Holland: every patient is screened for multi-resistant germs before they are admitted to a hospital, if necessary they are isolated and given special treatment. As such, MRSA is barely an issue in Holland.
Denmark: A law is in planning that will prohibit children’s excursions to pig farms, even though MRSA is much less prevalent in Denmark than in Germany.
USA: In September US President Barack Obama signed an order to undertake a number of measures. This includes an improved national surveillance system and a 20 million dollar prize for the development of a rapid test for dangerous pathogens.
France: Every year all hospitals undergo a deep 14-day investigation conducted by a team of ten people. As a result, lengthy reports are published on the internet that provide grades for individual units ranging from A to F. Bad results can shut down a hospital.
Quality reports for German hospitals are practically worthless. The hospitals fill these out themselves and most reports claim flawless standards.
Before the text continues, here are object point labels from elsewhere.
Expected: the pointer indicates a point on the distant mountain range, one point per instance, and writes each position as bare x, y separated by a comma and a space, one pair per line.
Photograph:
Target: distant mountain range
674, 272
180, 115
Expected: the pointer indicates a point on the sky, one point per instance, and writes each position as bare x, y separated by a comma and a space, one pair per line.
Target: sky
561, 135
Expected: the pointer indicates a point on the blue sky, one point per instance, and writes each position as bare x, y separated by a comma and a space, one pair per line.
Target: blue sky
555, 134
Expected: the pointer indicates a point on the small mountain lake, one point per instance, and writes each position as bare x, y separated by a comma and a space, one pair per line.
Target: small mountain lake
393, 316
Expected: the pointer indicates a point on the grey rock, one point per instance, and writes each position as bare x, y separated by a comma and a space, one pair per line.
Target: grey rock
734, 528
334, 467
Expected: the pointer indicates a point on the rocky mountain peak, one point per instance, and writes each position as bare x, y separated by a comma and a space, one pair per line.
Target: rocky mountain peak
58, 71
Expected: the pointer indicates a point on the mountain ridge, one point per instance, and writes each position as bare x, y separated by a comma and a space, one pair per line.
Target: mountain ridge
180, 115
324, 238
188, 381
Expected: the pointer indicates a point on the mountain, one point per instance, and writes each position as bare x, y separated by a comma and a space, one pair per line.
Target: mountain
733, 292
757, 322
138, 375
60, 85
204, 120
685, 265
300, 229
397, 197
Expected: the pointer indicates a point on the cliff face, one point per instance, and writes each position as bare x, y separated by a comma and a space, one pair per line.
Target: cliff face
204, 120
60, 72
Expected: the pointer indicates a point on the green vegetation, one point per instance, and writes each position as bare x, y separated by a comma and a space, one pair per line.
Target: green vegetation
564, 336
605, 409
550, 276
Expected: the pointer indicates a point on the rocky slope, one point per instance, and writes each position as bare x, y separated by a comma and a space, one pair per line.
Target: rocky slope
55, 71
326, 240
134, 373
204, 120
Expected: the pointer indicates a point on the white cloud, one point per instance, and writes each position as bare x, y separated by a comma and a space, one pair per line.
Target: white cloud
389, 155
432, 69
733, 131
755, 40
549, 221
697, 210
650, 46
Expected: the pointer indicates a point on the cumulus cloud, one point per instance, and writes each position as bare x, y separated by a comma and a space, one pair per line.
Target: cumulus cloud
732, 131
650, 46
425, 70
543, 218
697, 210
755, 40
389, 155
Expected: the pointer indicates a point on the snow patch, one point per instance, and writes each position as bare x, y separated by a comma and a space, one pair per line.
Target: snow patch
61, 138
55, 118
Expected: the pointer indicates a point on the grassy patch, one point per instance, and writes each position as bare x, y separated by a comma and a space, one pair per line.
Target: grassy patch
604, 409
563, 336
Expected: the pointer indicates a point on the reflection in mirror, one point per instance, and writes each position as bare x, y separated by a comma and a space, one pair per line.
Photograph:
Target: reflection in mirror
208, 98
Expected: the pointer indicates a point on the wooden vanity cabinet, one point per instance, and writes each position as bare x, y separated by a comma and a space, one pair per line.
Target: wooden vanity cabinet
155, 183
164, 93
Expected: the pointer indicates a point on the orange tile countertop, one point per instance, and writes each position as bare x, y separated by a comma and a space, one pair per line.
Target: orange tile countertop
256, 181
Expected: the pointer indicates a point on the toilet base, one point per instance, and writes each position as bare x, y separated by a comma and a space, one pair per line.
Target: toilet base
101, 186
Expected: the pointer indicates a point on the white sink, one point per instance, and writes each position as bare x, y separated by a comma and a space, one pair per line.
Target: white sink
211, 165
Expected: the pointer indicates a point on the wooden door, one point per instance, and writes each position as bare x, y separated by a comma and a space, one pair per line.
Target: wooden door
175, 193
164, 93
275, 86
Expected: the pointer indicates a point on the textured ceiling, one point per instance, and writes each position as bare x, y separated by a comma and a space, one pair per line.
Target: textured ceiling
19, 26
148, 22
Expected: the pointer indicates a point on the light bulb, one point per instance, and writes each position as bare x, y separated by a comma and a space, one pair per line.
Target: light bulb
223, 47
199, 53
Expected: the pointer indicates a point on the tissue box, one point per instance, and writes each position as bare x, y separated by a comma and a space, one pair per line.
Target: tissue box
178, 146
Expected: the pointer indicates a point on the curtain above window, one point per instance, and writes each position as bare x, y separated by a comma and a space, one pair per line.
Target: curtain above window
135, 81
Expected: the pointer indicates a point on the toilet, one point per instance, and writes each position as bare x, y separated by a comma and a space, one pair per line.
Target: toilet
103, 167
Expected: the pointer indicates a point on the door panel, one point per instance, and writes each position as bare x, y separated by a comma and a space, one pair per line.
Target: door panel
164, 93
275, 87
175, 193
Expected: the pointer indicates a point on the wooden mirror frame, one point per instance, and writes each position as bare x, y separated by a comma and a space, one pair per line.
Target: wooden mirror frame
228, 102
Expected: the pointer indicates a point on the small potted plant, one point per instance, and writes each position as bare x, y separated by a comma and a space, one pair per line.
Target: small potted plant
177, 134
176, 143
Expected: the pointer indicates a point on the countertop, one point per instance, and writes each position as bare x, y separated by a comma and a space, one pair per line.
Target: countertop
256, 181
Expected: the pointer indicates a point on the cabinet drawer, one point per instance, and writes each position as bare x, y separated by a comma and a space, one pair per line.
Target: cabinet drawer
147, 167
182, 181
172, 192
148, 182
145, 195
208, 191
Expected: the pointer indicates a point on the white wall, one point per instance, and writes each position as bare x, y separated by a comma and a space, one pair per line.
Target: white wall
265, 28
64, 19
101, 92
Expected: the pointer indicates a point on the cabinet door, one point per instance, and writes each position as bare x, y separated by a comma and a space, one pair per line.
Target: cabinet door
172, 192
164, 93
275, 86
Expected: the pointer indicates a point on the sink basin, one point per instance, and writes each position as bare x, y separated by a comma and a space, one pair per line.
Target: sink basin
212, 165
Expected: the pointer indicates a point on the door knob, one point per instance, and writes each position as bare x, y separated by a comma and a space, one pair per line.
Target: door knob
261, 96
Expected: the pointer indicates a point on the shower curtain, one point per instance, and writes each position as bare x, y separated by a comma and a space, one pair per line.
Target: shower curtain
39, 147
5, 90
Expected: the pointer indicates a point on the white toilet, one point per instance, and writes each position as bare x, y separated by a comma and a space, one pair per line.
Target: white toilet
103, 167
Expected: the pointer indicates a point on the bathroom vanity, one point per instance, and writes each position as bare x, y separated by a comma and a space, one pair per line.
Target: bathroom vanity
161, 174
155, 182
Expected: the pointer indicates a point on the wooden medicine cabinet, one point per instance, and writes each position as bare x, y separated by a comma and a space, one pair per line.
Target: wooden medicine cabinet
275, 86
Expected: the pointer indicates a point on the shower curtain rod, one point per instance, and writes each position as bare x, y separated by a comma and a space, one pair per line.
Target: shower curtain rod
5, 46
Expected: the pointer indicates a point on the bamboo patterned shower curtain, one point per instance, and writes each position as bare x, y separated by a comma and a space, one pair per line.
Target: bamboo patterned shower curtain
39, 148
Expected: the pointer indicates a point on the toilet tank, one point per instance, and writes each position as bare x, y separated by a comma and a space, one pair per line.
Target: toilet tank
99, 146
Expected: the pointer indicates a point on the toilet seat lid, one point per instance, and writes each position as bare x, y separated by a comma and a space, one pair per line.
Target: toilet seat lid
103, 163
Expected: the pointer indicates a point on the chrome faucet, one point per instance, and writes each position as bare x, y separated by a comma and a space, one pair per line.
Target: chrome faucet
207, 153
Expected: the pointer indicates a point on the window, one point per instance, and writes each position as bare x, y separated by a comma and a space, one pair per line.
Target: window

The hospital invoices that we analyzed for this investigation could be used to improve the quality of the health system. „The goal must be to publicize this data for every hospital“, says Bernd Beyrle, head of in-patient care at the Techniker Krankenhause insurance company.
“Analyzing this data is a first step to gaining an understanding of the magnitude of this situation“, says Beyrle. The Institute for Health Quality which the federal government is currently establishing plans to pick up on this.
According to Beyrle, Germany needs „proper hospital inspections like they have in France. Whoever remains below standard should receive a warning or even be removed from the market.“
People can die in hospitals, they say. That’s the way it is. But that’s what they used to say to women giving birth. Until Ignaz Philipp Semmelweis came up with the idea that doctors should wash their hands before moving to the next patient.
Hygiene is key in the fight against infectious diseases. Along with reducing the use of antibiotics. If everyone would participate in the fight against deadly superbugs, patients like Andreas H., Christel B. and Rainer F. might still be alive today.
Infection surveillance and control should be centrally organized by the federal government at an infection agency. Pathogens don’t respect state borders. This central agency should not only monitor MRSA infections, but also look at VRE, ESBL and other dangerous pathogens.
Following the French example, hospitals should undergo independent inspections. Every unit should be evaluated individually. This could be done using a grade system from 1 to 6 as in schools. The results should be published on the internet. If necessary, hospitals with bad grades should receive warnings or units should be shut down.
The results of these inspections, including the relevant data and documents, should be made available online as quickly as possible and should be transparent to the public. The general public should know if a hospital has serious problems with infections and receives a hygiene grade of 5 or 6.